Değerli Aydın Post okuyucuları, bu hafta sizlere ne yazacağım diye düşündüğümde öncelikle turizm konusunu ele almayı planladım çünkü bu hafta turizm haftası. Ama şu şartlarda kimsenin turizmi umursamadığını, turizm kesmindeki herkesin mutsuz olduğunu gördükçe bu konuyu yazmaktan vazgeçtim. Seyahat acentası olarak önümüzü göremiyoruz. Ben de tüm turizimciler gibi turizm haftamızın kutlu olmasını diledim. Mutluluk ve mutsuzluk üzerine yazı yazmayı uygun gördüm.

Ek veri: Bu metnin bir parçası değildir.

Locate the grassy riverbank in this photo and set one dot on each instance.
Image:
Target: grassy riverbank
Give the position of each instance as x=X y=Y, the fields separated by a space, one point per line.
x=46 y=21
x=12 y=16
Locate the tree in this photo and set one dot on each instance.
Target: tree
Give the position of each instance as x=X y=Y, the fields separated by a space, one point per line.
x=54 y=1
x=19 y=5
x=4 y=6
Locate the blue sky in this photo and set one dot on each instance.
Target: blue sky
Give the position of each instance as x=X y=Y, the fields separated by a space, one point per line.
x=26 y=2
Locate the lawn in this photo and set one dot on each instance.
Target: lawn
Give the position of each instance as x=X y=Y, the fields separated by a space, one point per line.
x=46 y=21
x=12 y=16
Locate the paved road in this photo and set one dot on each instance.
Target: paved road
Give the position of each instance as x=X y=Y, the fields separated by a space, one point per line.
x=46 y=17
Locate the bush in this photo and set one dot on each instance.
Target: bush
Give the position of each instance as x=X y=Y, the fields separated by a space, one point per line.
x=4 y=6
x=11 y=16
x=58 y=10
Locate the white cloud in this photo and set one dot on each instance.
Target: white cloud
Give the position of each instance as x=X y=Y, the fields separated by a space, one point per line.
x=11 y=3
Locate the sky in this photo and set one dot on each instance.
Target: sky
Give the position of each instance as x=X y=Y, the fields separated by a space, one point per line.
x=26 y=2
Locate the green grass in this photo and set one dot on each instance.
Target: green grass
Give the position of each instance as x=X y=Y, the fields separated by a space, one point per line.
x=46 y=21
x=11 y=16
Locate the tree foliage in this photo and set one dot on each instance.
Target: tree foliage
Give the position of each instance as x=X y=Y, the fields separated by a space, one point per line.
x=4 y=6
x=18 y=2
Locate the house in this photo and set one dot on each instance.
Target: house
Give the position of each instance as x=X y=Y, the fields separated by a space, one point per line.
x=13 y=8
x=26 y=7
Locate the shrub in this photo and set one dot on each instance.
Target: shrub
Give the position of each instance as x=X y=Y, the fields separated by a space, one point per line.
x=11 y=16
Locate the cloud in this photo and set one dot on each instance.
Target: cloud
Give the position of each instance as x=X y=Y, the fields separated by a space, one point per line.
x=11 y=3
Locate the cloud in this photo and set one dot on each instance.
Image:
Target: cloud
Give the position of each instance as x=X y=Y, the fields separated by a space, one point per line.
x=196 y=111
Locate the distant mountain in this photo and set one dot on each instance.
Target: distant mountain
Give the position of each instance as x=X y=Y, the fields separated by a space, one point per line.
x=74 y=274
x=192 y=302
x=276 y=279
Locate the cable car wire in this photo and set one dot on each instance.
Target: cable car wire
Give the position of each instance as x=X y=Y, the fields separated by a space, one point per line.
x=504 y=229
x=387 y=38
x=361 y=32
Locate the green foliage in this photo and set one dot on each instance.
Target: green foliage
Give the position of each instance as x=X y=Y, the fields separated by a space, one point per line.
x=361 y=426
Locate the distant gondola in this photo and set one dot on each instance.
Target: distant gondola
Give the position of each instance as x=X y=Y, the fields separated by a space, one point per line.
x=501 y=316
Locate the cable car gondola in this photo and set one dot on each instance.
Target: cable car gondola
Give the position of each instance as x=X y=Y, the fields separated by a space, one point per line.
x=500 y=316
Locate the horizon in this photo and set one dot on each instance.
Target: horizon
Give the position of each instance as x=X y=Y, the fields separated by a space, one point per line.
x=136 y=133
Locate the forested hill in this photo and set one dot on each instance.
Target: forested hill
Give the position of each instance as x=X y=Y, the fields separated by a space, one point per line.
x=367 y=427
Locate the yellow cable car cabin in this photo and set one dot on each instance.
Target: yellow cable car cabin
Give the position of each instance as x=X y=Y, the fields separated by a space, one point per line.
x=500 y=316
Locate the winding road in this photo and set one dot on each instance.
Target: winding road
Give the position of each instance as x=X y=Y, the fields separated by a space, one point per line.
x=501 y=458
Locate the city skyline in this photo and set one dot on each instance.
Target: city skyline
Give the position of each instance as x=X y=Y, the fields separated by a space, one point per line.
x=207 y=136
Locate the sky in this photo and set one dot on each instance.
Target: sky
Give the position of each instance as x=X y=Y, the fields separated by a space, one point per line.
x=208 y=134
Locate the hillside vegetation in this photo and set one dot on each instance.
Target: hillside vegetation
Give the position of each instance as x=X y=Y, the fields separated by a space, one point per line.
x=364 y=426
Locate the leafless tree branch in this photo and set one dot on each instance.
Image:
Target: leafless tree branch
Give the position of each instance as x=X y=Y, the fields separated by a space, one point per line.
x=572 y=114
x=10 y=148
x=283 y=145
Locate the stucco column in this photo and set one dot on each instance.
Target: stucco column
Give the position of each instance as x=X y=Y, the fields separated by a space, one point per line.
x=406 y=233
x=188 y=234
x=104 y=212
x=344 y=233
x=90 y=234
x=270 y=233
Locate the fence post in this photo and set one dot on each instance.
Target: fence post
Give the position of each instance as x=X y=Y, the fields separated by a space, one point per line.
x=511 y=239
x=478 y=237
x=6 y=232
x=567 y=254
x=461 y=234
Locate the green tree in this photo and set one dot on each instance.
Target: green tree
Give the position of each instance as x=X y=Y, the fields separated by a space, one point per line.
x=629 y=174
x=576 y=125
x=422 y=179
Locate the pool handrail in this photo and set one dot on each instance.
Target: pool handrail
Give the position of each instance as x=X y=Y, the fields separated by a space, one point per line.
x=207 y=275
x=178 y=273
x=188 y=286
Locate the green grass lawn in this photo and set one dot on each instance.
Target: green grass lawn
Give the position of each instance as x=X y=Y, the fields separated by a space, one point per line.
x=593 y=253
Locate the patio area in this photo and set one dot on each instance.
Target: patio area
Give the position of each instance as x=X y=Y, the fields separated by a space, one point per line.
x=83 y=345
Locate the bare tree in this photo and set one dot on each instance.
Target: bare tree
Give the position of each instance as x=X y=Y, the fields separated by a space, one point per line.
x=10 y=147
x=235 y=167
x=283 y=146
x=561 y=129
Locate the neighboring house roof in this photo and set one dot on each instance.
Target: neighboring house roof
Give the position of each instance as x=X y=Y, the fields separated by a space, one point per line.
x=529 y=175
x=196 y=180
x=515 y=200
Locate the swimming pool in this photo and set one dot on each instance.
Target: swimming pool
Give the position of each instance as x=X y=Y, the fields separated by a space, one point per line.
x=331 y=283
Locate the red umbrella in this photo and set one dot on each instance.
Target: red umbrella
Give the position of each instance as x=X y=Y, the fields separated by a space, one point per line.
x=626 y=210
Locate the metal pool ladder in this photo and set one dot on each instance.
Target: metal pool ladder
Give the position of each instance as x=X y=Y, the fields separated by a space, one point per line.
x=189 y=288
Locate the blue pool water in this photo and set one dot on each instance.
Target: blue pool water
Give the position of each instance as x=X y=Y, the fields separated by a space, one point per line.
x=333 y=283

Sağlık en büyük hediyedir, tok gözlülük en büyük zenginliktir, güven en büyük akrabalıktır. Sevgi ise en büyük mutluluktur. Her nefes alışımızda sağlık, mutluluk, sevgi ve huzur dolu günlerimiz olsun bu ramazan ayında. Toplumda her daim fazla kilolarından yakınan insanlar vardır. Bu kişiler yakınmalarını sürekli devam ettirirken bir yandan taraftar toplamaya, bir yandan da kendi sağlığına uygun olup olmadığına bakmaksızın her duyduğu veya kendisine her tavsiye edilen diyet programlarını şuursuzca uygulamaya ya da uyguluyormuş gibi yapmaya devam ederler.
Fazla kiloların kaynağına inip bu durumun gerçek nedenini keşfetmek veya harekete geçmek yerine kulaktan dolma bir sürü bilgi ile donanmaya çalışır. Ama aslında çözüme direndiğini kendilerine bile itiraf edemezler. Dostlar alışverişte görsün misali!

Şimdi bütün bunların vereceğim mutluluk ve mutsuzluk reçetesi ile ne alakası var deseniz?
Mutsuzluğun aslında mutlulukla kardeş olduğunu ve ikisini de yaşamazsak yaşamın bir tadının eksik kalacağını düşünmüşümdür hep. Her korktuğumda ya da kendimi mutsuz hissettiğimde hemen çıkarım balkona ve gökyüzüne bakarım. O zaman aslında ne kadar hiç olduğumun ve korkularımın, mutsuzluklarımın evren için ne denli küçük ve önemsiz olduğunu fark ederim. Evrende zerre bile olmayan bizlerin kendisini bu kadar önemsemesine şaşar acaba? Öcülerle büyütüldüğümüz için mi korkularımız var diye kendime sorarım.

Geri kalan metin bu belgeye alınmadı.